1.2. Framework pieces#

  • Backend: A plug-in that implements the quantization steps for a specific library. TAO supports: - torchao: Weight-only PTQ; no calibration loop; ignores activation settings. - modelopt: Static PTQ with calibration; quantizes weights and activations.

  • Calibration: A short pass over representative data to compute ranges and scales for activations and weights (used by backends like ModelOpt).

  • Observer or Fake-quant: Modules inserted during quantization to measure ranges or simulate lower-precision behavior during inference and training.

1.3. Configuration terms#

  • ``quantize`` section: Where you specify backend, mode, default dtypes, per-layer rules, and paths.

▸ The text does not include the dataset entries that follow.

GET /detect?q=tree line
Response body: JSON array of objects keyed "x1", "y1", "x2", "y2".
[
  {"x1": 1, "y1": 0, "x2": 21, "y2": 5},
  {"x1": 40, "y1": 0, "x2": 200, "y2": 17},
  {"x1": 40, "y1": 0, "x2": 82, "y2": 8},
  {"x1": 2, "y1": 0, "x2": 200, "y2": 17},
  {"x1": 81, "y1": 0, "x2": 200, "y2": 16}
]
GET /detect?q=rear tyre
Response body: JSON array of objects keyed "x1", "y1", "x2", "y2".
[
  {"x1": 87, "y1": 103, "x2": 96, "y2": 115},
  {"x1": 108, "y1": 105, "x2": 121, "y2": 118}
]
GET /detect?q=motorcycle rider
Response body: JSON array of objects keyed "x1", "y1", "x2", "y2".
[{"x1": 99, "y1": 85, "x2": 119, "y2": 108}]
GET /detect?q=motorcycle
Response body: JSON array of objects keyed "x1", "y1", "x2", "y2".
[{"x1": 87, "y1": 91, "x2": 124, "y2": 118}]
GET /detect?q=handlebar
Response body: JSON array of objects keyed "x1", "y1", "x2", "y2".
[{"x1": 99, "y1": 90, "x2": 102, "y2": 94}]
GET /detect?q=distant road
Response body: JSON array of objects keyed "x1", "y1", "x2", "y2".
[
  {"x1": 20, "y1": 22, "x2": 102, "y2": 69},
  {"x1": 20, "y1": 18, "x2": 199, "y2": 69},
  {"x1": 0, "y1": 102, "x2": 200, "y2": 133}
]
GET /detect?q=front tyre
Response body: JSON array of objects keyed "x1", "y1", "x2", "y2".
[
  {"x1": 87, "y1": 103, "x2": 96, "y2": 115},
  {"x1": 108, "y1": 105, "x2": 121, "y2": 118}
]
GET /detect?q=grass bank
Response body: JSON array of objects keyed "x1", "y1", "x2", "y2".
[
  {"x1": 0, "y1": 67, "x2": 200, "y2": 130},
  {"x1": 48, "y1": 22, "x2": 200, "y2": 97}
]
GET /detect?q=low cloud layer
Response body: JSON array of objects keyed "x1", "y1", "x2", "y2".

  • ``mode``: - weight_only_ptq: quantize only weights (e.g., TorchAO) - static_ptq: quantize weights and activations with calibration (e.g., ModelOpt)

  • Per-layer rules: layers list with module_name patterns and optional weights and activations dtypes.

  • ``skip_names``: Patterns to exclude modules from quantization.

1.4. Good to know#

  • FP8 variants (fp8_e4m3fn and fp8_e5m2) are accepted; some backends treat them equivalently.

  • Always validate accuracy after quantization; representativeness of the calibration data matters.